Associa l'efficienza paretiana ad un mercato privato dall'efficienza perfetta. ES il
mercato che ha una configurazione diversa dalla concorrenza perfetta consiste in
un'unica grande impresa nel mercato ovvero monopolio, la configurazione del
mercato, opposto alla concorrenza perfetta, è il monopolio, così il monopolista è
price maker.
ESISTE UN MERCATO PER TUTTI I BENI QUANDO:
-informazione perfetta->ovvero il set informativo che le parti, in una relazione
economica, hanno a disposizione è identico. le due parti ES due agenti economici che
si interfacciano nel mercato, sanno esattamente le stesse cose, (situazione difficile da
realizzare) ES dove non c'è informazione perfetta? Nelle relazioni di contratti di
assicurazioni
-assenza di esternalità -> non devono esserci esternalità ovvero quei fenomeni che si
verificano quando l'azione di un individuo produce degli effetti esterni ad esempio su
qualche altro individuo che possono essere sia positivi sia negativi ma, se si vuole
l’esistenza di un mercato per tutti i beni, nel caso di effetto positivo non ottiene
nessun indennizzo ( nessuno deve nulla a chi fa il beneficio) e nel caso di effetto
negativo non deve sostenere nessun costo ( anche se non produco un beneficio e
provoco un danno e non sostengo un costo).
-beni pubblici -> devono essere assenti se si vuole il il mercato di tutti i beni. Un
bene è privato quando è contemporaneamente rivale nel consumo ed escludibile nel
consumo e il bene pubblico puro è non rivale e non escludibile, ma in realtà ci sono e
quindi allontanano il mercato dalla condizione di efficienza paretiana ovvero il
mercato per tutti i beni.
-Rivalità nel consumo: perchè se lo utilizzo io , un bene, quello stesso non lo può
utilizzare qualcun altro
-Escludibilità nel consumo: perchè esiste un prezzo, agisce il prezzo, il bene privato è
accessibile tramite il prezzo.
Il bene pubblico è invece non rivale nè escludibile: ES illuminazione delle strade.
LEGAME TRA EFFICIENZA ( intesa come ottimo paretiano) CP:
Perchè la concorrenza perfetta (CP) è davvero il sinonimo di efficienza perfetta:
( si segue un approccio di equilibrio parziale, assumiamo che nel sistema economico
esista un unico mercato che è e rimane, non ha interazioni o sinergie con altro, e si
vuole vedere cosa succede in quel mercato come se quello fosse l'intero sistema
economico: esaminiamo -> l'aspetto essenziale della concorrenza perfetta che è
l'insieme di imprese e consumatori che non hanno potere di mercato ovvero sono
price taker,come si forma quindi il prezzo? Si forma nel mercato, la formazione del
prezzo avviene nel mercato,nel punto di incontro tra domanda e offerta (quando
ci sono price taker ovvero la CP. )
Quindi: dove si incontrano domanda e offerta:
-curva di domanda di mercato che è la somma delle curve di domande dei singoli
individui, la curva di domanda individuale è una curva che mette in relazione la
quantità di un determinato bene con il suo livello di prezzo, al variare del prezzo
qual'è la quantità che l'individuo acquista. La curva di domanda individuale ha
inclinazione negativa poichè se il prezzo cresce la quantità diminuisce.
Il modo più semplice per rappresentre la curva di mercato è linealmente decrescente
perchè se sale il prezzo scende la quantità acquistata.

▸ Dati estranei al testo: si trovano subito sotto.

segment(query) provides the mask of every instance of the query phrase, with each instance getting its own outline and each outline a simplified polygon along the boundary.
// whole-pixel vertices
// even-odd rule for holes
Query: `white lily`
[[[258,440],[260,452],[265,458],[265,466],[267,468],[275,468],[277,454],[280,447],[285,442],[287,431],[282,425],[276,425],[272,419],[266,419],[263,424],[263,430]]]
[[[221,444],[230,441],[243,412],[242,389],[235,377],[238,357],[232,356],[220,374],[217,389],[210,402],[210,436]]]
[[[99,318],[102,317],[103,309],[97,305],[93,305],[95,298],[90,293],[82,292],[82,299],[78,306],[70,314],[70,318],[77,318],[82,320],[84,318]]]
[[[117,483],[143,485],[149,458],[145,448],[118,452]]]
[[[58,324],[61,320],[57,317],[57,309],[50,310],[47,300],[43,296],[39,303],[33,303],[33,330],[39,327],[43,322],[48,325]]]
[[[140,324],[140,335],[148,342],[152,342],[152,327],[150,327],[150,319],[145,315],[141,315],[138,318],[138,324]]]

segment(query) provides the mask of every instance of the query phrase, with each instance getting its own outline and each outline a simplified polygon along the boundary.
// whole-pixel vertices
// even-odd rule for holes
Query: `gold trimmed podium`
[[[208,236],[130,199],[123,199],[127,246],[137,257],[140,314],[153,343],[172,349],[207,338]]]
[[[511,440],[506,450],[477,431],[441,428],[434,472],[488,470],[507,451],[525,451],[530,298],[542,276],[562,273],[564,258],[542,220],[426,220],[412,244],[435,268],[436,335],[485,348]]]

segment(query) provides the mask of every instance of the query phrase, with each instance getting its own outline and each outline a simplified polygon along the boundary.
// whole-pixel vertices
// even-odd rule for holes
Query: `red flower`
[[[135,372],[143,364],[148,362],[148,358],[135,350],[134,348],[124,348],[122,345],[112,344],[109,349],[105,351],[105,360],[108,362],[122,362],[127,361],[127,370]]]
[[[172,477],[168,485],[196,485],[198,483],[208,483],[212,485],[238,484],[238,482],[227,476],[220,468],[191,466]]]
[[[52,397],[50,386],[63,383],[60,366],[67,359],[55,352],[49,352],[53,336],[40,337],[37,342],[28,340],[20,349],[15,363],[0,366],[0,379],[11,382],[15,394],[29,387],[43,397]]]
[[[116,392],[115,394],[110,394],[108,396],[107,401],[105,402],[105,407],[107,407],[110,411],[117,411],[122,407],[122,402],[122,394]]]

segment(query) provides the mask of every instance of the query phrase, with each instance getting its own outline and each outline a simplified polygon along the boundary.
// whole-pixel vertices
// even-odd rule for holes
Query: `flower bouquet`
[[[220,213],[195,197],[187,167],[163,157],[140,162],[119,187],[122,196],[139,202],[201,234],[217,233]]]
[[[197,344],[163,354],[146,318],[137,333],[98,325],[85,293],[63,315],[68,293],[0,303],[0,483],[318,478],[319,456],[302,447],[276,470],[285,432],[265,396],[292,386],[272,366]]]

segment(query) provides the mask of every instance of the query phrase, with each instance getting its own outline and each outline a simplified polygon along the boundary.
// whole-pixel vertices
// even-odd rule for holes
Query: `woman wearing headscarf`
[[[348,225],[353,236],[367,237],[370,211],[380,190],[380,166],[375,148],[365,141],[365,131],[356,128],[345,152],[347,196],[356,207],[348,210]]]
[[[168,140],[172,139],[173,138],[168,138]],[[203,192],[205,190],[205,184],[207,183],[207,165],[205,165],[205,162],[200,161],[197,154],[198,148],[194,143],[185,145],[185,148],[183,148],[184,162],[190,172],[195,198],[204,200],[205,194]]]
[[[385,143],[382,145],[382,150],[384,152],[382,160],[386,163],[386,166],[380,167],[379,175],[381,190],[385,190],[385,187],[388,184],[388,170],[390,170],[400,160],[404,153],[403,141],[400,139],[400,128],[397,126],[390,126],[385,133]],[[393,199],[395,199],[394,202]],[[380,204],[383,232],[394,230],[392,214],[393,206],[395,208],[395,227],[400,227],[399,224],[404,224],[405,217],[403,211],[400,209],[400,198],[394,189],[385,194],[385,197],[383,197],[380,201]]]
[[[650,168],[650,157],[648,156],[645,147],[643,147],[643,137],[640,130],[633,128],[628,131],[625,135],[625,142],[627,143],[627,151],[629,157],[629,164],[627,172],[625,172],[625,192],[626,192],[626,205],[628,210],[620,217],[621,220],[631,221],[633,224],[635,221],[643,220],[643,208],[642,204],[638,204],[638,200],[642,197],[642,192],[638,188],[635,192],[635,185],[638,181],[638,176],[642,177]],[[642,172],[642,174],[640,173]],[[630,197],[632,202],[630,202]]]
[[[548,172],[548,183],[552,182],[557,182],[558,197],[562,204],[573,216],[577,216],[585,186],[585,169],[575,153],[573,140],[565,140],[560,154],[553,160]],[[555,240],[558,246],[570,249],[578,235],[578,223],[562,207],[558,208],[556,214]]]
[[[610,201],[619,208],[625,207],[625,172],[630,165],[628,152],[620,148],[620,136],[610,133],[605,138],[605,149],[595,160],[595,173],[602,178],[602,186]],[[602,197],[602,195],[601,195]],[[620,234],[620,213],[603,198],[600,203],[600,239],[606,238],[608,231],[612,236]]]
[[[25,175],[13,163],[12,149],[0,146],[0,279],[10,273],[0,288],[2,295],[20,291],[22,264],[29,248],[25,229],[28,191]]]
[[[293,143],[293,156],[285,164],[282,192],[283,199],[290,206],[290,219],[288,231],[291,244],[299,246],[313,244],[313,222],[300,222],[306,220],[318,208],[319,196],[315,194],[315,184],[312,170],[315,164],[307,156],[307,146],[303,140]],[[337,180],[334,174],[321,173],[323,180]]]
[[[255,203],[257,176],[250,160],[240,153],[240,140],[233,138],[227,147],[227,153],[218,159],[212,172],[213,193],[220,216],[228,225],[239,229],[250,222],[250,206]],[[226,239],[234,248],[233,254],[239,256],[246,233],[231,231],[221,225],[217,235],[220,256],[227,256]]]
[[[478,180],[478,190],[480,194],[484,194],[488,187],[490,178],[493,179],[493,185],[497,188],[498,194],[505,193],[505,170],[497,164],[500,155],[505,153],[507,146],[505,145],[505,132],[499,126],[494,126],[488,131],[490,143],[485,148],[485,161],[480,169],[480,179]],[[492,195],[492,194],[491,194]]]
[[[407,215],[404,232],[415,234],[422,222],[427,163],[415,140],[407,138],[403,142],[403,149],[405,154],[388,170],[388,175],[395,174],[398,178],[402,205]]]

-La curva di offerta di mercato è la somma di curve di offerta di imprese che
operano nel mercato che mette sempre in relazione prezzo e quantità, ha
inclinazione positiva poichè fin quando il prezzo cresce cresce anche la quantità
che l'impresa mette a disposizione, sarà disposto a mettere a disposizione.
Quindi: se il mercato è in concorrenza perfetta il prezzo al suo interno va a
determinarsi nel punto di incontro tra domanda e offerta del mercato: il punto è
l'equilibrio del mercato:
Il prezzo associato al punto E nel grafico dell'equilibrio del mercato è quello preso
dalla CP che non è price maker ma price taker, il prezzo si forma così. Il prezzo è di
equilibrio perchè tutta l'offerta viene venduta e tutta la domanda viene
soddisfatta.
30/09 - SLIDE ECONOMIA DEL BENESSERE I-II
Equilibrio di mercato:
--curva di domanda associata a concetto a beneficio merginale
--curva offerta associato a concetto costo marginale:
-curva di domanda e beneficio marginale: ( vedi slide tabella)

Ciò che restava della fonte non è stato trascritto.